Nvidia, the world’s leading manufacturer of GPUs, has revealed plans to license its intellectual property to other companies in order to reach more markets.
It follows in the footsteps of UK’s ARM and Imagination Technologies, which have built a global business on chip design licensing deals.
“This is a way for us to engage customers who don’t like to buy chips because they like to create their own, because they have the capacity, creativity and now the scale to build their own,” co-founder and CEO of Nvidia Jen-Hsun Huang told Reuters at the news agency’s Global Technology Summit in San Francisco.
In the last few years, Nvidia has distanced itself from the traditional PC market, making a serious effort on mobile platforms and in the High Performance Computing (HPC) field. It is also due to launch an Android-powered handheld gaming console, dubbed Nvidia Shield.
“It’s not practical to build silicon or systems to address every part of the expanding market. Adopting a new business approach will allow us to address the universe of devices,” wrote executive VP David Shannon on Nvidia blog.
IP on offer will include Nvidia’s upcoming Tegra chips with in-built 4G/LTE capability, and the Kepler architecture, which powers the company’s latest generation of desktop GPUs as well as its Tesla supercomputer accelerators.
Meanwhile, Nvidia has managed to optimise Kepler to consume just half a watt of power, and the architecture is due to appear on mobile devices in the foreseeable future.
Licencees will receive all necessary designs, collateral and support to integrate Nvidia’s graphics cores into their devices.
The company is eyeing Apple, Samsung and other smartphone and tablet manufacturers as potential customers. This means it will compete with Imagination Technologies, a world leader in GPU IP which already supplies Apple, Samsung, ZTE, Huawei, Blackberry, ASUS and Lenovo.

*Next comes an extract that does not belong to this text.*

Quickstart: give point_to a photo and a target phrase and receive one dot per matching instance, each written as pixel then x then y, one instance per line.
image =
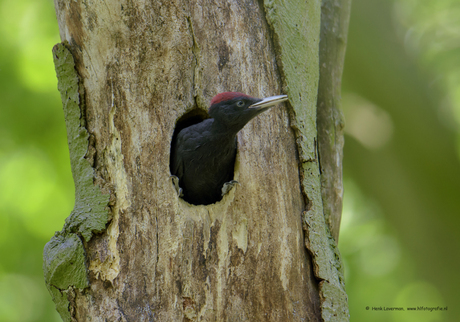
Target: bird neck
pixel 223 131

“This opportunity simply didn’t exist several years ago because there was really just one computing device – the PC. But the swirling universe of new computing devices provides new opportunities to license our GPU core or visual computing portfolio,” wrote Shannon.
Earlier this week, Nvidia announced that its CUDA parallel programming and computing model has been adapted to run on ARM processors.